A final complication concerns less direct ways in which one complaint can increase the probability that another will occur. For example, there is evidence that social isolation and the absence of social support can maintain psychotic symptoms–the more that people who experience psychosis live in impoverished and unsupportive social networks, passing each day with very little contact with other people, the more likely it is that their complaints will persist or even worsen.12 It is easy to see how psychotic people can become isolated, either because their delusions leave them in fear of others, or because they are shunned by others who are frightened of them. But it is also easy to see how isolation can further provoke difficulties. Without the company of others, the paranoid person is not able to put his fears to the test. In the absence of external stimulation in the form of conversation, the source-monitoring problems of the person who hears voices will be exacerbated.
The lessons we have just learnt can be summarized as a general principle of functional interconnectedness, which might be stated formally in the following way:
Psychiatric complaints are connected by a rich network of functional relationships, which may be
causal, or reflect shared causal pathways.
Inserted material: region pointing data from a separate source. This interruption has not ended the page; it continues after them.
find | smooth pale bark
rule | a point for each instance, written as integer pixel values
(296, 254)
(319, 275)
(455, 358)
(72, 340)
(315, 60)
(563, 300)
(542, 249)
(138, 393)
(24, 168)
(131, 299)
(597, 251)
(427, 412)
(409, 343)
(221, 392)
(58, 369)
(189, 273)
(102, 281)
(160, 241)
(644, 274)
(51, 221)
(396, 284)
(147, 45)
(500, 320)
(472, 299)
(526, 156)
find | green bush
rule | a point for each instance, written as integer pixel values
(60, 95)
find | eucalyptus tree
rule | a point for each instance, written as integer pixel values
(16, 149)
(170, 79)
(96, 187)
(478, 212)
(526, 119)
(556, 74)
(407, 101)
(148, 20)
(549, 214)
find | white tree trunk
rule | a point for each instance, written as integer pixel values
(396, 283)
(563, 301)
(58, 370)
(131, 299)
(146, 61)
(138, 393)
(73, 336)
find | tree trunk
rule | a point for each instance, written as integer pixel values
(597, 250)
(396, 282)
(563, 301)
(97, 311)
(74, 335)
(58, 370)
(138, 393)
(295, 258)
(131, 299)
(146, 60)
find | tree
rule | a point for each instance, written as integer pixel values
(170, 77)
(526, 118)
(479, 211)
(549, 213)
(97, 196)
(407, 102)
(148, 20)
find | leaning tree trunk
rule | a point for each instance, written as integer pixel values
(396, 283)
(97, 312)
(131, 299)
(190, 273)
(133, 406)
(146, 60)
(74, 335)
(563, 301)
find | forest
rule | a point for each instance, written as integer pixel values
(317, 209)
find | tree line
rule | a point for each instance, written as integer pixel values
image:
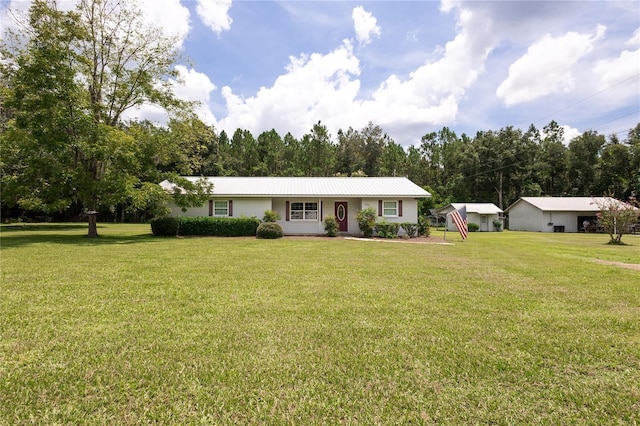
(497, 166)
(67, 79)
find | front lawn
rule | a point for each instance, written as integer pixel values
(506, 328)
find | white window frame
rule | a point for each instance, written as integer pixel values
(306, 214)
(386, 208)
(221, 209)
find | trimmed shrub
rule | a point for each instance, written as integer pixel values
(411, 229)
(331, 225)
(424, 226)
(367, 220)
(219, 226)
(271, 216)
(387, 229)
(165, 226)
(269, 230)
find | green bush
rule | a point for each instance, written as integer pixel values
(367, 220)
(386, 229)
(411, 229)
(219, 226)
(269, 230)
(331, 225)
(424, 226)
(165, 226)
(271, 216)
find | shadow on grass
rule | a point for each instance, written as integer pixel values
(33, 234)
(43, 227)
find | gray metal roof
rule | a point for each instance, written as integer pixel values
(480, 208)
(565, 204)
(311, 186)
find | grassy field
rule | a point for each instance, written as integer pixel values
(505, 328)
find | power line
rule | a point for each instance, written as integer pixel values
(635, 76)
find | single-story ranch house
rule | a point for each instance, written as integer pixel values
(554, 214)
(482, 214)
(304, 202)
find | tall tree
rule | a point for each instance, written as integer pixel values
(270, 154)
(319, 152)
(374, 142)
(68, 87)
(584, 152)
(615, 169)
(350, 152)
(552, 167)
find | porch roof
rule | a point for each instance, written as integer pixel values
(396, 187)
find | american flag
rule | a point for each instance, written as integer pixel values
(460, 219)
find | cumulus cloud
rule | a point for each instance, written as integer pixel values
(191, 86)
(314, 86)
(624, 67)
(169, 15)
(215, 14)
(569, 134)
(547, 67)
(327, 87)
(365, 25)
(195, 86)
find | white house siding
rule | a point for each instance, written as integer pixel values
(298, 227)
(569, 220)
(409, 210)
(476, 218)
(525, 217)
(247, 207)
(256, 207)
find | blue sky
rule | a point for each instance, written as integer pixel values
(411, 67)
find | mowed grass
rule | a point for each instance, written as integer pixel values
(504, 328)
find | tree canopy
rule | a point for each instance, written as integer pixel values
(68, 78)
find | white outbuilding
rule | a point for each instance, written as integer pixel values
(482, 214)
(554, 214)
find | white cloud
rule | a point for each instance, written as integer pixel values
(569, 134)
(169, 15)
(635, 40)
(547, 67)
(195, 86)
(314, 87)
(326, 87)
(365, 25)
(624, 67)
(215, 14)
(190, 86)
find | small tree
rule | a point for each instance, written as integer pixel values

Co-occurrence of complaints depends on the strength and number of these functional relationships. The more functional relationships connecting two complaints, and the stronger they are, the more likely it is that they will occur together.
This principle gives a much richer account of the way in which symptoms cluster together than the Kraepelinian paradigm. It explains why some symptoms tend to occur together (for example, hallucinations and delusions) but also why attempts to break down psychosis into a small number of categories (schizophrenia, bipolar disorder and so on) have failed.
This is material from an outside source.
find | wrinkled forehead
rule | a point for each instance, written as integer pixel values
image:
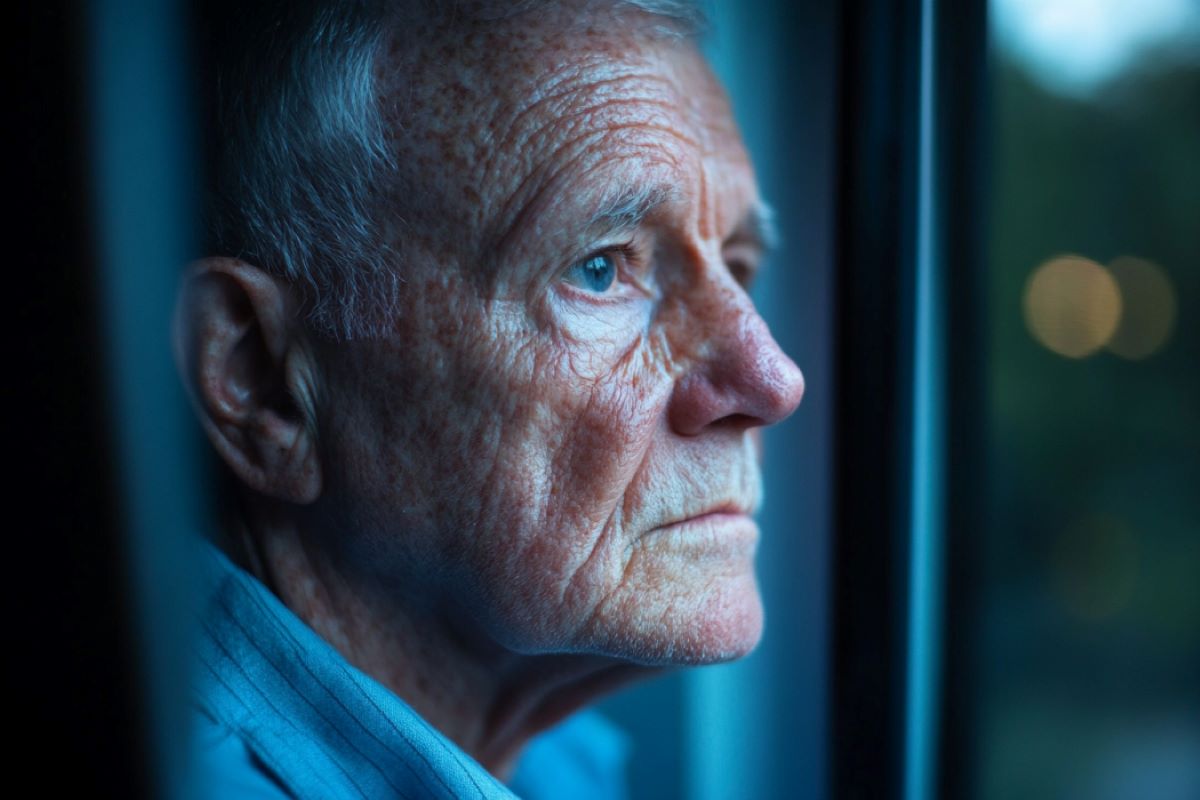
(490, 113)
The Ups and Downs of Mental Health
We must now turn to the second level of complexity that I promised to address at the outset of this discussion. In ordinary language, people who suffer from psychiatric problems are sometimes said to be ‘unstable’. This description reflects our common experience that psychological well-being can vary from day to day, or even from hour to hour.
In the case of those of us who have been lucky enough to avoid the psychiatric clinic, these fluctuations may be quite mild. Occasionally we ‘get out on the wrong side of the bed’. We have good days and we have bad days. In contrast, day-to-day variations in the frequency and intensity of psychotic complaints may be much more marked. Sometimes superimposed on these fluctuations are changes that take place over longer intervals of weeks or months. We therefore speak of people having ‘relapses’ or ‘episodes’ – periods of time when their difficulties are quite severe – interspersed by periods of ‘remission’ when symptoms are attenuated, or have disappeared altogether. Unfortunately, much of the research that I reviewed in Part 3 has consisted of ‘snapshots’ of the relevant psychological processes. In the absence of further elaboration, these snapshots provide a rather misleading picture of what must be happening in the minds of both ordinary people and psychiatric patients. We are more like movies than still photographs.